"What? You, the priest, counsel against pity and pardon?" asked Hilda, in astonishment.

"I am also chancellor of this kingdom. The former King would be far too dangerous if he were set at liberty. Romans, Catholics,--he is said secretly to have joined this church,--might gather round him, and 'the rightful King of the Vandals' would be a much-desired weapon against the 'Tyrant' Gelimer. The prisoners will be better off where they are. Their lives are safe--"

"They have repeatedly requested an audience; they wish to justify themselves. These petitions--"

"Were always granted. I have heard them myself."

"What resulted from them?"

"Nothing that I did not already know. Did you not feel the armor under Hilderic's robe, wrest the dagger from his hand yourself?"

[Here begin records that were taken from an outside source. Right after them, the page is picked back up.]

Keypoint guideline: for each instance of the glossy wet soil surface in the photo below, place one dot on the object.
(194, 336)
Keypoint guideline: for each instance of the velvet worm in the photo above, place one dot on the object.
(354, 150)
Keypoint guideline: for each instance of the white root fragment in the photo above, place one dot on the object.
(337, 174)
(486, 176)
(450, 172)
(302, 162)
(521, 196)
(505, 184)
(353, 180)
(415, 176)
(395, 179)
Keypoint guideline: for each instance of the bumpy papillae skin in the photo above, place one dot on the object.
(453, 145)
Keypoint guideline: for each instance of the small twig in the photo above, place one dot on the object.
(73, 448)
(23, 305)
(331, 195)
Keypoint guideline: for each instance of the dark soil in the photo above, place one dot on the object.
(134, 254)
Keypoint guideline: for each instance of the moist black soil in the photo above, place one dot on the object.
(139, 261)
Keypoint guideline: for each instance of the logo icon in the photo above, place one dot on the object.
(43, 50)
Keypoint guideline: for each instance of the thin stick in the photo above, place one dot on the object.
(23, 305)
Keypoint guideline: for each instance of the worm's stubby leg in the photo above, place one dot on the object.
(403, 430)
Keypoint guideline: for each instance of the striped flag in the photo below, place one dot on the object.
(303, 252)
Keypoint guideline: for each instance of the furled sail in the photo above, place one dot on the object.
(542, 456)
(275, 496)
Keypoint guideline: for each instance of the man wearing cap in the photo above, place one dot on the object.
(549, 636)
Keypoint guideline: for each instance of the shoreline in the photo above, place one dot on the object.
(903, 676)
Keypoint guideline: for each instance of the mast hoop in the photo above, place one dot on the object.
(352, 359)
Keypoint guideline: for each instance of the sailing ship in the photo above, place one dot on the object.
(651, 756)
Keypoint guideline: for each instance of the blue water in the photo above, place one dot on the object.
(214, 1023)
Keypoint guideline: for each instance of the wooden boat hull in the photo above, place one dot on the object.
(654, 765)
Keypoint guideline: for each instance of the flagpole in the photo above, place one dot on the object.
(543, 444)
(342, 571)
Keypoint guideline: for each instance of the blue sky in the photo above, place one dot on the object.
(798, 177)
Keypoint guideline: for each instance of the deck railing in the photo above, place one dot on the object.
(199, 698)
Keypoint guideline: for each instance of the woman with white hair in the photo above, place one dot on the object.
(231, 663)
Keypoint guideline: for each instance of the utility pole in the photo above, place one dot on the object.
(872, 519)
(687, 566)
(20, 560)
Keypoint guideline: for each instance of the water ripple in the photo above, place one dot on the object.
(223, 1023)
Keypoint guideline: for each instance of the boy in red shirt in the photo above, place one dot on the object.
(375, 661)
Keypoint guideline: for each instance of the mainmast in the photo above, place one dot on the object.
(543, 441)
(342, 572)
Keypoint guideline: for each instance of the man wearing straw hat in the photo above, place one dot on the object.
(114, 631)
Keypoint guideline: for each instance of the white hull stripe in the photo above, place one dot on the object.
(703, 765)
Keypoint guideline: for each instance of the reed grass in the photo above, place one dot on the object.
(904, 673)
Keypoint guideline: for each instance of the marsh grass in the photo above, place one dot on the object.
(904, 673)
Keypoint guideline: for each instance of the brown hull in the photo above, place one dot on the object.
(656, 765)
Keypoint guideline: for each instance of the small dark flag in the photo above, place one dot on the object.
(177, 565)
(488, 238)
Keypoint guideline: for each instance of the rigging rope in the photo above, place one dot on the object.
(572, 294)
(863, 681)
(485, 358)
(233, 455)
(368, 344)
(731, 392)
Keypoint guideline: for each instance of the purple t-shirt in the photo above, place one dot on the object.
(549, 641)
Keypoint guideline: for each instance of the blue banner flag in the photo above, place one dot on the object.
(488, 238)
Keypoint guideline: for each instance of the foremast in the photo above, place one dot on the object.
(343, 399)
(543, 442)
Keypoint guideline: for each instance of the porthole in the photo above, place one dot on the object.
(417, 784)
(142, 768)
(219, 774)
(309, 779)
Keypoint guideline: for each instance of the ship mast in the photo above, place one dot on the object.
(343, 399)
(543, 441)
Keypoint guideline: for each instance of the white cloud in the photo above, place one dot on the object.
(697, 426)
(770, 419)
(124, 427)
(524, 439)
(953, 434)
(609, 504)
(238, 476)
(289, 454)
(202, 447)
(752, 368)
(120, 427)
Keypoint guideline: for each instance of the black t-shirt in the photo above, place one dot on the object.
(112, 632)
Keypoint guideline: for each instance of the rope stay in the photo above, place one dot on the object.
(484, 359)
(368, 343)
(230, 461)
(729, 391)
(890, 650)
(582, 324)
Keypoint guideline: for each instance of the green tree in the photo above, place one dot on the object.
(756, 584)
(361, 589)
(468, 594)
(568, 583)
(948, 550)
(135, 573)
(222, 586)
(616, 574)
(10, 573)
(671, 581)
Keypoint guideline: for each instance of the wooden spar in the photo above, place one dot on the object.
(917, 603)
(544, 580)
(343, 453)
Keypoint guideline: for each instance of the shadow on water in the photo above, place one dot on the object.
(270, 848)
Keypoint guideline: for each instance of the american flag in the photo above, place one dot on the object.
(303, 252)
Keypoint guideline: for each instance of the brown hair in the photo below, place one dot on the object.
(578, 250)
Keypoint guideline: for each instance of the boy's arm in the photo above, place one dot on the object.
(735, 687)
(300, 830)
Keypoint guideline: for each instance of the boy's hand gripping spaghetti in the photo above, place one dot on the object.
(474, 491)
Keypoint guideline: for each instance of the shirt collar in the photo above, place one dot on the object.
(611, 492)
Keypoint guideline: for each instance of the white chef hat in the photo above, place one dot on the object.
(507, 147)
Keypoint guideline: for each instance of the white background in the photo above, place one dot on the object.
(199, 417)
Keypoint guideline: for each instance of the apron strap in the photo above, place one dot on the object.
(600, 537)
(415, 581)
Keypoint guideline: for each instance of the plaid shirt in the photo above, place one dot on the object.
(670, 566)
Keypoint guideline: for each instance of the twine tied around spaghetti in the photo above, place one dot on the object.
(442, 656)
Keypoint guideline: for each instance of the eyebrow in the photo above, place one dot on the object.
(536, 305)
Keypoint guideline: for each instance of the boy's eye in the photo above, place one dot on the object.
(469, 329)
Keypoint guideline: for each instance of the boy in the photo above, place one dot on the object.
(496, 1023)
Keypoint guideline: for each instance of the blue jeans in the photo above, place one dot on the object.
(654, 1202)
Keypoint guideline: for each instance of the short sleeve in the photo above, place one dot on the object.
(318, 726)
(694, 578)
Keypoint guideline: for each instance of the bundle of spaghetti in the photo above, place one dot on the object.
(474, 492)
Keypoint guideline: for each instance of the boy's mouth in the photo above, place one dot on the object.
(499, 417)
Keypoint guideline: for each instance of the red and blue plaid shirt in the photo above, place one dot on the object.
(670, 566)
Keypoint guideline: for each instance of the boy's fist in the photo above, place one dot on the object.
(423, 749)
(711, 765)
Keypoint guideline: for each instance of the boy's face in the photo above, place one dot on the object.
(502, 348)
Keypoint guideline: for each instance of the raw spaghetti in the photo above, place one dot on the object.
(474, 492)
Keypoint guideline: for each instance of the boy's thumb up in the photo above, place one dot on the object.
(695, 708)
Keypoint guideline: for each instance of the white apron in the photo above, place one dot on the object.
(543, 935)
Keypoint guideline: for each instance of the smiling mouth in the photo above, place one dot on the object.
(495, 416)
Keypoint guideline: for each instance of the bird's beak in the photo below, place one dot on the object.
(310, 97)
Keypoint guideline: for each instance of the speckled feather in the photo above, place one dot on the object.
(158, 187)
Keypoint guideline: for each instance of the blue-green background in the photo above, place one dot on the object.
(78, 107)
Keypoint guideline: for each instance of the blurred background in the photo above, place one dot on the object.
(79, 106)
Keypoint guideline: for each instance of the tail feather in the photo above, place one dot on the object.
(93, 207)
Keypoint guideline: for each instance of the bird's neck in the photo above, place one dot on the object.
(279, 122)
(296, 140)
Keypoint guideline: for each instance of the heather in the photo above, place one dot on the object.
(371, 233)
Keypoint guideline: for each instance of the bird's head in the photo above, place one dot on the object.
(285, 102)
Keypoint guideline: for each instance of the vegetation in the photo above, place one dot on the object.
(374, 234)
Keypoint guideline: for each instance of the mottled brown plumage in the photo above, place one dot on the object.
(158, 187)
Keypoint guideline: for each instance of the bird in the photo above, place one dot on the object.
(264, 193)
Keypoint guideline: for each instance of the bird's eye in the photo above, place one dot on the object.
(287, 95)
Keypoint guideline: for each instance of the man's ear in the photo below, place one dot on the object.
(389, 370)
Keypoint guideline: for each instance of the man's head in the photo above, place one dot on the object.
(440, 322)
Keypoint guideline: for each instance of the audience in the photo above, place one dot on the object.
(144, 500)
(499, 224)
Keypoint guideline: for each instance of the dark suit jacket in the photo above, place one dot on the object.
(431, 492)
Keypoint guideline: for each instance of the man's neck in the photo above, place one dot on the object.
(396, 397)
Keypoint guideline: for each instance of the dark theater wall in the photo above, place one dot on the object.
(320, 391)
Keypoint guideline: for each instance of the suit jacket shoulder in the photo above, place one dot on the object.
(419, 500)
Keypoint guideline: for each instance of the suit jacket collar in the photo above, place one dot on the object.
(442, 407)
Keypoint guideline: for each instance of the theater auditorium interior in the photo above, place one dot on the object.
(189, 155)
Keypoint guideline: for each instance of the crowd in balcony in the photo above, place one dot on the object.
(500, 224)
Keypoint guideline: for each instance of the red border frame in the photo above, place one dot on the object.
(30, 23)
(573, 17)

"Alas, yes! Yet I so easily distrust myself. Ambition, desire for this crown (one of my heaviest sins), made me only too ready to believe in Hilderic's guilt. And now the captive King, protesting his innocence, appealing to a warning letter received by him on that day, which would explain and prove everything, requests another trial. Yet you have fulfilled the prisoner's wish and searched for it in the place he named?"

"Certainly," said Verus, quietly, his lifeless features growing even more rigid, more sternly controlled. "That letter is an invention. As Hilderic repeatedly asserted that he had concealed it in a secret drawer of 'Genseric's Golden Chest,'--you know the coffer, Gibamund?--I searched the whole chest with my own hands and alone. I even found the secret drawer and opened it; nothing of the kind was there. Nay, at the prisoner's earnest entreaties, I had the coffer carried to his dungeon and examined by himself in the presence of witnesses. He, too, found nothing."

"And no one could have previously removed the letter?" asked Gelimer.

"You and I alone have the keys to the chest which contains the most important documents. But I must leave you now," said the priest. "I have many letters to write to-night. Farewell!"